We have touched on this already, but social justice, feeding the poor, and caring for oppressed are wonderful things that Christians should be doing as we have opportunity (Galatians 6:10). But none of these are the main thing we are to be doing. Proclamation is at the top of the list.
In his excellent book, Good News to the Poor, Tim Chester writes, “The proclamation of the gospel must be at the heart of Christian social involvement. Our aim will always be that the poor are blessed in this life and for all eternity.” You could replace the word “the poor” with “the oppressed” or “the sick” and the point remains the same: Preaching the gospel must remain our priority and prayer will fuel this priority.
What Happened When Jesus Prayed?
The fourth question is, what happened when Jesus prayed. Verse 39 shows us: “And he went throughout all Galilee, preaching in their synagogues and casting out demons.” Quite simply, others were blessed.
Jesus went from his knees to his feet and departed to preach in synagogues throughout Galilee. And, as in Capernaum, he confronted and conquered demons. Many were blessed by his ministry. Many were blessed when, empowered through prayer, he moved from Capernaum to their towns.
When we pray as we ought, the gospel progresses to others who need it like we do—like our families, our friends, and our community and nation (cf. Matthew 9:35–38).
But not only do our prayers result in others being blessed by the spread of the gospel, it is also true that, as we pray, we are more conformed to the image of Jesus. We grow closer to our God. Prayer empowers us for holiness. And a holy life is a blessing to others: our friends, those we work with, our community, our spouse, our children, our parents, our church, etc.
From Capernaum to the Cross
Finally, what ultimately happened when Jesus prayed? He continued to get closer to the cross. For proclamation, particularly in the synagogues, would eventually get him murdered.
The last time Jesus is seen praying in Mark is in Gethsemane (Mark 14:32–42). He is seen praying in a garden. This is significant, because the wilderness of this sin cursed world will one day become a garden by the gracious gospel of God.
In Gethsemane, Jesus prayed for power to persevere. He needed perspective: “Not my will, but yours be done.” He prayers were answered. And it took him again to a wilderness, to a place outside the city called Golgotha.
There he was crucified, forsaken by God as he took the place of all sinners who would repent and call upon him as their Saviour and Lord. His final prayer came forth: “Father, into your hands I commit my spirit.” He then died. But then he would rise again, and ascend to heaven. He saves sinners from there today. And a major reason for this is because, in Mark 1, he prayed.
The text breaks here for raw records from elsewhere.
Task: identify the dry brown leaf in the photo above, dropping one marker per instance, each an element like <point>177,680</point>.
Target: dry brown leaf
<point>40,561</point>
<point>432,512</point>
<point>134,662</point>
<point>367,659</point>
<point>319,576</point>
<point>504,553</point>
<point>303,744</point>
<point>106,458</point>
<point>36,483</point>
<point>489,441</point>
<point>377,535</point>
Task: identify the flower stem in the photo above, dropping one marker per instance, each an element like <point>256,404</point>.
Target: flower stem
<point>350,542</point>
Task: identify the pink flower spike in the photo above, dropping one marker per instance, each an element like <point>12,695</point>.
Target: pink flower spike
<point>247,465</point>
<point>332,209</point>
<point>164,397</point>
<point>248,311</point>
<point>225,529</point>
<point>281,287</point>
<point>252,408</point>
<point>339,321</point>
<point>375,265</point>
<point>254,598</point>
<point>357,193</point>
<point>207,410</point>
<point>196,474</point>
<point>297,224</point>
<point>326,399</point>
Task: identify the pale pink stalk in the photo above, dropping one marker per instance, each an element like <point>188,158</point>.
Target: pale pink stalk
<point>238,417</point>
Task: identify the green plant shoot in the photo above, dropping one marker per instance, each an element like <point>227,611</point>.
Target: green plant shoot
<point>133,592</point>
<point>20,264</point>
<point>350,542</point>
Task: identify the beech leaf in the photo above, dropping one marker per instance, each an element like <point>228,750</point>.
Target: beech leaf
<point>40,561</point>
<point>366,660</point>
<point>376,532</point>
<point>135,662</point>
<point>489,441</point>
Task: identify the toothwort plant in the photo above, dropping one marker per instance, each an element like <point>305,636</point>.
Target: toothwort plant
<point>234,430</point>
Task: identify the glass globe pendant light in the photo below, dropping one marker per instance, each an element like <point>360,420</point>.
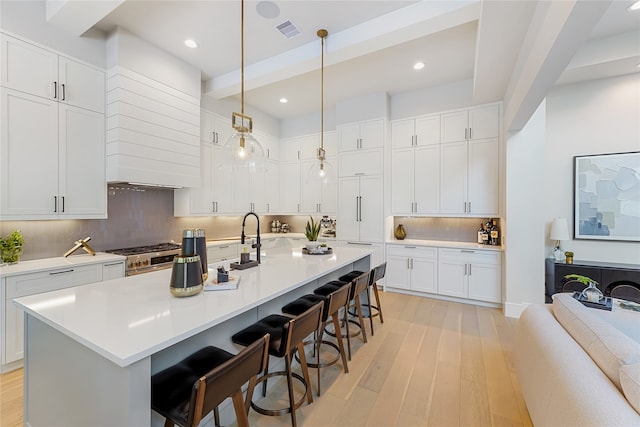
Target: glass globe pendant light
<point>242,151</point>
<point>321,170</point>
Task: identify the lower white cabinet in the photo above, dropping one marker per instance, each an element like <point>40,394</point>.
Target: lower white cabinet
<point>471,274</point>
<point>412,267</point>
<point>44,281</point>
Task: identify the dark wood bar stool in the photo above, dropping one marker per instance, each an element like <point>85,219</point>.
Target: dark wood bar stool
<point>333,302</point>
<point>184,393</point>
<point>377,273</point>
<point>357,285</point>
<point>287,335</point>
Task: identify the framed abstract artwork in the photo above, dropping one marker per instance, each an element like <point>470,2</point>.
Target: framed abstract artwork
<point>607,197</point>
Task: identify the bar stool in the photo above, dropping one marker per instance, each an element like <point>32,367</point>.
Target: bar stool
<point>332,304</point>
<point>287,335</point>
<point>358,285</point>
<point>185,392</point>
<point>377,273</point>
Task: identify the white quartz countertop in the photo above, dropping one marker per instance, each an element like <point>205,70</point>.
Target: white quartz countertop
<point>36,265</point>
<point>445,244</point>
<point>128,319</point>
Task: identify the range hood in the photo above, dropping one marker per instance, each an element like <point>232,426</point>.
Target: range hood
<point>153,115</point>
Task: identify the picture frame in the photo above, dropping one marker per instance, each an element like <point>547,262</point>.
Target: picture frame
<point>606,197</point>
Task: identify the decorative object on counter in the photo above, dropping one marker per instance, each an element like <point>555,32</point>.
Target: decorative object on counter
<point>186,276</point>
<point>11,247</point>
<point>559,231</point>
<point>82,243</point>
<point>194,242</point>
<point>400,232</point>
<point>569,257</point>
<point>311,232</point>
<point>321,170</point>
<point>242,151</point>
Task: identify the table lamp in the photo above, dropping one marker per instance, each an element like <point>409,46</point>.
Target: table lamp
<point>559,231</point>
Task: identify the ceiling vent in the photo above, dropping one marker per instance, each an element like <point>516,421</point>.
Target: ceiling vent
<point>288,29</point>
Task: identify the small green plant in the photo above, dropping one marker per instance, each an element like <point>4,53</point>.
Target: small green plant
<point>312,230</point>
<point>582,279</point>
<point>11,247</point>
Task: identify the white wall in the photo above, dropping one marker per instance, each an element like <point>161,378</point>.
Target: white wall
<point>598,117</point>
<point>27,19</point>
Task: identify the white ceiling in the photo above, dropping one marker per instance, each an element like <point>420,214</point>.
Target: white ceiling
<point>371,47</point>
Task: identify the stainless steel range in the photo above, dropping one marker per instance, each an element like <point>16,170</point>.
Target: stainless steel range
<point>144,259</point>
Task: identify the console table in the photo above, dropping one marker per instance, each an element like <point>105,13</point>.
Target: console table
<point>605,273</point>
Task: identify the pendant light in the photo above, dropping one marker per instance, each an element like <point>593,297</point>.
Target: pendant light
<point>321,170</point>
<point>242,151</point>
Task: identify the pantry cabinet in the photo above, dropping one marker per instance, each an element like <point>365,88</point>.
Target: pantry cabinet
<point>471,274</point>
<point>412,268</point>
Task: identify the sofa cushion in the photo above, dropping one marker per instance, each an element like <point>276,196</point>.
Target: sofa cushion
<point>630,380</point>
<point>607,346</point>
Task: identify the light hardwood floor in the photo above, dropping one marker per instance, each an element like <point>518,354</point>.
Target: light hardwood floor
<point>432,363</point>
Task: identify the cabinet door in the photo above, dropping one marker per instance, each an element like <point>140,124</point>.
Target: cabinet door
<point>484,282</point>
<point>82,182</point>
<point>112,270</point>
<point>484,122</point>
<point>483,177</point>
<point>290,187</point>
<point>347,224</point>
<point>402,133</point>
<point>402,181</point>
<point>372,134</point>
<point>453,173</point>
<point>29,156</point>
<point>81,85</point>
<point>427,179</point>
<point>427,130</point>
<point>348,137</point>
<point>371,213</point>
<point>424,274</point>
<point>397,274</point>
<point>453,126</point>
<point>28,68</point>
<point>452,277</point>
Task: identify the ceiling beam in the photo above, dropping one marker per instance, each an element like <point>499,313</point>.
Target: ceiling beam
<point>403,25</point>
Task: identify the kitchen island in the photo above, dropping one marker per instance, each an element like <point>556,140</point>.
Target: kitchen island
<point>90,350</point>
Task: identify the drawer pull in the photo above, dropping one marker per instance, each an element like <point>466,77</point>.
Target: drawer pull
<point>61,272</point>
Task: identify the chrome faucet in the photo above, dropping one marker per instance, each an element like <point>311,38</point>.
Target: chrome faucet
<point>256,245</point>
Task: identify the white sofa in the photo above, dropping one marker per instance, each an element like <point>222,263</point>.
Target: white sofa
<point>576,369</point>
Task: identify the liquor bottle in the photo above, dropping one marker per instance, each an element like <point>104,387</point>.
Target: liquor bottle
<point>495,233</point>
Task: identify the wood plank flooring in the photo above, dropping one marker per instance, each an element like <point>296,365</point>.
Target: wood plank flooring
<point>432,363</point>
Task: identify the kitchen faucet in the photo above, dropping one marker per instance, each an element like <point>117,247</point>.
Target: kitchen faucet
<point>256,245</point>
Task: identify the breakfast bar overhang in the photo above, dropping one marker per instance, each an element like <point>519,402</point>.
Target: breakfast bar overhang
<point>90,350</point>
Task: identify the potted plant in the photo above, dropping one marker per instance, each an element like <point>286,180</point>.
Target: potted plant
<point>11,247</point>
<point>569,257</point>
<point>311,232</point>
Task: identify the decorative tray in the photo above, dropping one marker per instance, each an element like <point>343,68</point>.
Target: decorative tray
<point>308,252</point>
<point>606,303</point>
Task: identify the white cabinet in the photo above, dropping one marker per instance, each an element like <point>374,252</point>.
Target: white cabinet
<point>360,214</point>
<point>470,274</point>
<point>32,69</point>
<point>470,162</point>
<point>44,281</point>
<point>361,135</point>
<point>64,146</point>
<point>412,268</point>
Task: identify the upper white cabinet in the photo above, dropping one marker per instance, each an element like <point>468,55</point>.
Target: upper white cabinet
<point>37,71</point>
<point>469,167</point>
<point>53,130</point>
<point>361,135</point>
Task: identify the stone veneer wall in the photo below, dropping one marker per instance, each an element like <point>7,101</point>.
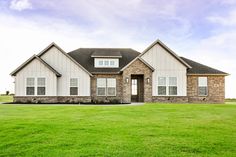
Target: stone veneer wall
<point>137,68</point>
<point>52,99</point>
<point>216,89</point>
<point>106,99</point>
<point>170,99</point>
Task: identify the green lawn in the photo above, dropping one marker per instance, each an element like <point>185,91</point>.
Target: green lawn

Because of the cross of Jesus, you and I have the privilege to pray in our wilderness. So, let’s do it. But when we do, know that such praying will lead you right to the cross. And this, as with Jesus, is painful. But like Jesus, the humiliation also leads to exaltation (see Phil 2:5–11 with Philippians 3:10–11).
What a privilege to know God. What a glorious grace to be conformed more and more like Jesus. And what a gift of grace to be invited to pray in the wilderness. Church—brothers and sisters—let us pray.